Situé dans le centre culturel, bien au chaud, ce quatrième opus proposait de rencontrer et de découvrir dans une salle pleine à craquer une pléthore d’auteurs représentant des univers variés de la bande dessinée, entre franco-belges, comics et auto-éditions. Tout ce beau monde était entouré de quelques boutiques de livres et de produits dérivés (figurines, T-shirt,…), d’écrivains et même d’un magazine traitant des cinémas de genre.

Les amateurs de BD avaient de quoi être comblé : du temps pour discuter avec les artistes, se faire dédicacer des albums et des artbooks tout en tâtant des styles différents. Une troupe de théâtre proposait un spectacle d'improvisation autour des super-héros. Quelques cosplayers égayèrent les allées du salon. Côté cafétéria, deux expositions : Clovis et ses superbes véhicules, et Brice Follet au trait faussement enfantin, mais totalement maîtrisé.
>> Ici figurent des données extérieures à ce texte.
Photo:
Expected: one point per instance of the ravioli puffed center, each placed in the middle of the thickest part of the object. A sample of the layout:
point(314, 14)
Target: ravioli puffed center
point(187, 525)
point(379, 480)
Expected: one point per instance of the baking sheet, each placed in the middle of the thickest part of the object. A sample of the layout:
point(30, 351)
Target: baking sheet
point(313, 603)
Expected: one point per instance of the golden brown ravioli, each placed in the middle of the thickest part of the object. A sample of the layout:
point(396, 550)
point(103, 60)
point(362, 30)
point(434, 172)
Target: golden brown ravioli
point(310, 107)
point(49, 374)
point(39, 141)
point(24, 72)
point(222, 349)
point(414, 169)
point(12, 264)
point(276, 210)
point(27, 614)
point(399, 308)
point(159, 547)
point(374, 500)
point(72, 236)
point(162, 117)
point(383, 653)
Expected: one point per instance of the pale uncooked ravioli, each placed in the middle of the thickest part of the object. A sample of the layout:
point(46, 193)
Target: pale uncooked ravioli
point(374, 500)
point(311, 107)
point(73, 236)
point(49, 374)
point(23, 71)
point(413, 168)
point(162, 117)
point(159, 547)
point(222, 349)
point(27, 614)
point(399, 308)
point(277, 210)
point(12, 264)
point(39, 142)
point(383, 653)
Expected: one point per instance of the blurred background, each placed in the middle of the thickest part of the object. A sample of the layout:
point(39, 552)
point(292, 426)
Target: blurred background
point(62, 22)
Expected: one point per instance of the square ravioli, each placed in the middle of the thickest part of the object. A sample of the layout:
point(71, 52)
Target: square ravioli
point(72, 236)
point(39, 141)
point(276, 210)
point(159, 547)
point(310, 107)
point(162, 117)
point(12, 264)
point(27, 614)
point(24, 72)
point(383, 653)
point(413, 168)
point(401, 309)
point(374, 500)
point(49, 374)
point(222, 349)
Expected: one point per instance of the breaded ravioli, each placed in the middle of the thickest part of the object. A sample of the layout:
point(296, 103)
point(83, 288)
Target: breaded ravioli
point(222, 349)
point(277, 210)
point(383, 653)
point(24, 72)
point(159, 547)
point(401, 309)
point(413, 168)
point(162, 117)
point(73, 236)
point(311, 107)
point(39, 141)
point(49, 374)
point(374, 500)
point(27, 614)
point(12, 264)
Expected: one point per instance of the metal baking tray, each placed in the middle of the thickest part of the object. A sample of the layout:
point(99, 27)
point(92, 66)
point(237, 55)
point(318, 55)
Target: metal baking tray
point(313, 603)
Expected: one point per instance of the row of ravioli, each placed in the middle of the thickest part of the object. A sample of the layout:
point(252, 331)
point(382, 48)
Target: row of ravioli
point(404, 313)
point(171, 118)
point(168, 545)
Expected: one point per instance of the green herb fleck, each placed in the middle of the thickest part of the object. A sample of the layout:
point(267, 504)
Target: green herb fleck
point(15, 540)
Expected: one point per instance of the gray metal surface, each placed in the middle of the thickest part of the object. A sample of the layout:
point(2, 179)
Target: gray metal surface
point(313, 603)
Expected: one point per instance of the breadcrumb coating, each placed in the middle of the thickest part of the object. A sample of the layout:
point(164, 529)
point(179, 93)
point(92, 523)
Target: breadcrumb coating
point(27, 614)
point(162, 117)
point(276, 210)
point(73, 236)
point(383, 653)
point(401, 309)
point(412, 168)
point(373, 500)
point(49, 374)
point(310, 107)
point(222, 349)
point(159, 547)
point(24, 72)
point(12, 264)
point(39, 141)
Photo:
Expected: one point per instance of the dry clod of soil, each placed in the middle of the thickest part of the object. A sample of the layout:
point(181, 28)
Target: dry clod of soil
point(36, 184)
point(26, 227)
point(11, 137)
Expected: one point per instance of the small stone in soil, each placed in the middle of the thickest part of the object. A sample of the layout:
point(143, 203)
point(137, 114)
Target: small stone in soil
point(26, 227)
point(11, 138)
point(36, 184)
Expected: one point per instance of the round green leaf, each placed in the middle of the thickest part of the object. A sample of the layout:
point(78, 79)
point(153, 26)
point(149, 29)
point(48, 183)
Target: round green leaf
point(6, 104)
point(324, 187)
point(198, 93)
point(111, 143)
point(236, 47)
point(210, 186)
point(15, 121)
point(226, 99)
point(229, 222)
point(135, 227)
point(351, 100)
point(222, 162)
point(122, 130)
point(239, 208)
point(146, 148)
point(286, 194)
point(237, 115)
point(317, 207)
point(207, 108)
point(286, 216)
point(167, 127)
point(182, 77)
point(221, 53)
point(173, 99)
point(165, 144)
La bande dessinée dans sa pluralité a été représentée, avec le tour de force de faire tenir autant d’invités dans une salle des fêtes dont les murs ne sont pas extensibles. Un léger creux dans le flux des visiteurs le samedi en début d’après-midi fut senti, car Bdour s’est trouvé en concurrence avec plusieurs manifestations se déroulant dans la région, au même moment.
Comme l’an dernier, on ne peut que saluer une organisation et un accueil impeccable, beaucoup de gentillesse, du café à volonté, et l’apparition de saint Nicolas.

Impossible de s’ennuyer au niveau des festivals dédiés à la BD sous toutes ses formes en Belgique. Il y en a au moins un par mois, voire deux, tels les monstres FACTS, Made In Asia ou à dimension plus humaine, comme celui-ci dans lequel les auteurs sont mis en avant.